Embora seu uso tenha sido bastante limitado em virtude da teratogenicidade e da neuropatia sensorial, a talidomida na dose de 50 a 100 mg/dia24 parece ser efetiva no tratamento do LED refratário (50), assim como o micofenolato de mofetila, que também tem tido resposta clínica satisfatória, embora possa causar intolerância gastrointestinal, leucopenia e infecções (37). É necessário ajustar a dose em pacientes com insuficiência renal e, assim como a talidomida, não utilizá-lo como droga de escolha durante a gestação 51.
Terapia intralesional
A terapia intralesional é realizada caso o tratamento tópico habitual não tenha sido satisfatório (5,37). A triancinolona em suspensão (diacetato de triancinolona a 1,25% ou 2,25%) ou a triancinolona acetonida podem ser utilizadas 40.
Outras terapias intra lesionais experimentais são aplicação de sais de ouro, ácido cáustico, fluoracil tópico, nitrogênio mostarda, análogos da vitamina D e dióxido de carbono sólido, todas ainda em estudo 40.
Cirurgia
Tratamentos com finalidade estética não tem tido muito sucesso nas lesões com cicatrizes críticas, por causa do risco de exacerbação da doença pelo trauma cirúrgico 52. Contudo, a dermabrasão, o transplante capilar ou o transplante autólogo de gordura são procedimentos que tem se mostrado seguros se realizados em áreas não-inflamadas 37.
Conclusão
O LECC possui prevalência elevada em mulheres entre 20 e 50 anos. A sua etiologia permanece desconhecida, porém alguns achados explicam de certa forma essa patologia: irregularidades na modulação das células T; disfunções apoptóticas, auto anti corpos e imunocomplexos encontrados no local da lesão; alterações hormonais e genéticas com maior prevalência familiar; e influência da irradiação solar, que pode exacerbar a doença.

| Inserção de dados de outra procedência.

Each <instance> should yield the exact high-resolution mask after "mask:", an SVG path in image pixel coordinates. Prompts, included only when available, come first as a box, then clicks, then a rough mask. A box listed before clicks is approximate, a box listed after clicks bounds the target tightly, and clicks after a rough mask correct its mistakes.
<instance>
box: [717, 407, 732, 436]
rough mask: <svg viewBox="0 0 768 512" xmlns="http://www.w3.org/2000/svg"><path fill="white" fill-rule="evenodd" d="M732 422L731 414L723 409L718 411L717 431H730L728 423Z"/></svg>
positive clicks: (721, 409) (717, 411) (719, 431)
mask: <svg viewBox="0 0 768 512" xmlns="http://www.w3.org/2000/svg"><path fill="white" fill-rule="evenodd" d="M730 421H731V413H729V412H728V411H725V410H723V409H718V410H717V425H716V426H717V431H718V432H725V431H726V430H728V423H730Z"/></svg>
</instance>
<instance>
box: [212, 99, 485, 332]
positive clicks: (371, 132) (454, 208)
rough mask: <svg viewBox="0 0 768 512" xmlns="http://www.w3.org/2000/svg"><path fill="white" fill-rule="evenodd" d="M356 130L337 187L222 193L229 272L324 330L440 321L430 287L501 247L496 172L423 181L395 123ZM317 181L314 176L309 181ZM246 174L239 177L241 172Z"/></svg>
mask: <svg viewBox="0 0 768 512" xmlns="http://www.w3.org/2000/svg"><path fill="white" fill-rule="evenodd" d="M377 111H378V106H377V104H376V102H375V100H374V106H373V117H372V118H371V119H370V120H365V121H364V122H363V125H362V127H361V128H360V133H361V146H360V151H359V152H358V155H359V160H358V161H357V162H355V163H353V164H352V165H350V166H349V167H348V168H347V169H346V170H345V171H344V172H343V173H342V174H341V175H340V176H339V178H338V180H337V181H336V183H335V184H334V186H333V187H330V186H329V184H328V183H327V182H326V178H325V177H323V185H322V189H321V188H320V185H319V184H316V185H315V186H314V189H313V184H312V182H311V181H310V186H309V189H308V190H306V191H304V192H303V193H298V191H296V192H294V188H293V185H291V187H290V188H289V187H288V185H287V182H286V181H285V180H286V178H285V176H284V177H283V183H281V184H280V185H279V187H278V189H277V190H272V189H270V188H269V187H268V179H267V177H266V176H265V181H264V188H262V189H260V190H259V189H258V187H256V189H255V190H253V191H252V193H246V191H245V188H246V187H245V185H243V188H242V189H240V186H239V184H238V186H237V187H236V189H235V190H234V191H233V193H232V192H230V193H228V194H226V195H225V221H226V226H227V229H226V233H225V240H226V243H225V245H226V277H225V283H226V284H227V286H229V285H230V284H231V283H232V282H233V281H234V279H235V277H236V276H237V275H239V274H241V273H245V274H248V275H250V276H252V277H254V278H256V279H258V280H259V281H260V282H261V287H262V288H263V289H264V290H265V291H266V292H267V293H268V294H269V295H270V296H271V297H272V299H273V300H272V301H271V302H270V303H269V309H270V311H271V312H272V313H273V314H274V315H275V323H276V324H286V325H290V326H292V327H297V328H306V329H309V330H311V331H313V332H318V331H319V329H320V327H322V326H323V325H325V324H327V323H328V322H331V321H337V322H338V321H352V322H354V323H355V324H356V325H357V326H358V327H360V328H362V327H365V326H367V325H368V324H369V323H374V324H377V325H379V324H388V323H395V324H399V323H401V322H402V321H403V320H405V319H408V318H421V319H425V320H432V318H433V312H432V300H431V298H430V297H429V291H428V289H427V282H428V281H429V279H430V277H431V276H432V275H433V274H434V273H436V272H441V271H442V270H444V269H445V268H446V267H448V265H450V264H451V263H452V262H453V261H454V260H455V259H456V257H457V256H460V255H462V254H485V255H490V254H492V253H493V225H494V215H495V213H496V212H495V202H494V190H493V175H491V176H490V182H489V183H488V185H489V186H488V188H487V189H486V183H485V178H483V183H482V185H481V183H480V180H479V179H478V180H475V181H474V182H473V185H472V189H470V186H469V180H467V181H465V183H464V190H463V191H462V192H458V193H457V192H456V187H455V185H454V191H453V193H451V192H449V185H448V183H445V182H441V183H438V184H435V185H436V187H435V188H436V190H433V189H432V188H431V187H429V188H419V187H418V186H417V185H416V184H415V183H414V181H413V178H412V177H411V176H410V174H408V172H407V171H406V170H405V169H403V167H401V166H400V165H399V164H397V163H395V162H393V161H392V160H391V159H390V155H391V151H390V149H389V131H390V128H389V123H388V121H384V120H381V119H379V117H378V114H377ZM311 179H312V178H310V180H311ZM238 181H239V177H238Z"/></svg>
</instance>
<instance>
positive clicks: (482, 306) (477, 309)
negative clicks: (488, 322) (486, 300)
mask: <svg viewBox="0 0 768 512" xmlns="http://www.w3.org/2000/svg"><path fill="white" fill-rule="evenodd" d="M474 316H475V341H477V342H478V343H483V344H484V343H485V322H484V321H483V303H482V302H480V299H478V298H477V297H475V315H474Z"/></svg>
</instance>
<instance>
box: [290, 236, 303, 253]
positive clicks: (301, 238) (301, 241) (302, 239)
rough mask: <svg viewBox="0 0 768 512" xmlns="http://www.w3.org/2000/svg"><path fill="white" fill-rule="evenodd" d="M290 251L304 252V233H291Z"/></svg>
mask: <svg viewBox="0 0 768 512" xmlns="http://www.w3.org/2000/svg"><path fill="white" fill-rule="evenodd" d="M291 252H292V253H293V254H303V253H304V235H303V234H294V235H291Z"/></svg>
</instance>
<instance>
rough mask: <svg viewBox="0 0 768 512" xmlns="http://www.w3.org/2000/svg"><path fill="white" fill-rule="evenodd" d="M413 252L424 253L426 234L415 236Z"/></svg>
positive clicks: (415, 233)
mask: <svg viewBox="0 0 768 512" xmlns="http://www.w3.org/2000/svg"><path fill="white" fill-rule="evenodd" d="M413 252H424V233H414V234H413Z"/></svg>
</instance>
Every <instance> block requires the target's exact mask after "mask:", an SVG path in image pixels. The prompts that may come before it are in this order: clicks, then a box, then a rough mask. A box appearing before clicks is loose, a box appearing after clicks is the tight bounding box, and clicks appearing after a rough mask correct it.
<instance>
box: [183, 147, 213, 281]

A lesão clássica do LECC é a discoide, uma placa eritematosa bem definida, hiperpigmentada, com descamação lamelar aderente e hiperqueratose folicular pilosa, a qual evolui periférica e centrifugamente de forma lenta, deixando cicatriz central despigmentada e atrófica. A topografia das lesões é preferencialmente nas áreas expostas.
Os achados histológicos confirmam hiperqueratose, rolha cutânea folicular, atrofia da epiderme, vacuolização das células da camada basal da epiderme e infiltrado inflamatório de células mono nucleadas ao redor de vasos e anexos na derme. A análise histopatológica apresenta elevada sensibilidade diagnóstica se associada à imunofluorescência direta, que define o LECC como um maciço depósito de imunoglobulinas (principalmente Ig G) e complemento na junção dermo epidérmica.
Os auto anticorpos circulantes podem ser dosados na sorologia para o diagnóstico diferencial com as formas sistêmicas e para a detecção de possíveis evoluções de LECC para LES.
O tratamento preconiza o uso de protetores solares, corticosteroides tópicos e, se preciso, medicações sistêmicas, principalmente os antimaláricos, sendo que retinoides e imunossupressores continuam sendo drogas de terceira e quarta linhas. A terapia intra lesional pode ser uma opção em casos de falha do corticosteroide tópico, porém alguns de seus tipos ainda estão em fase de experimentação.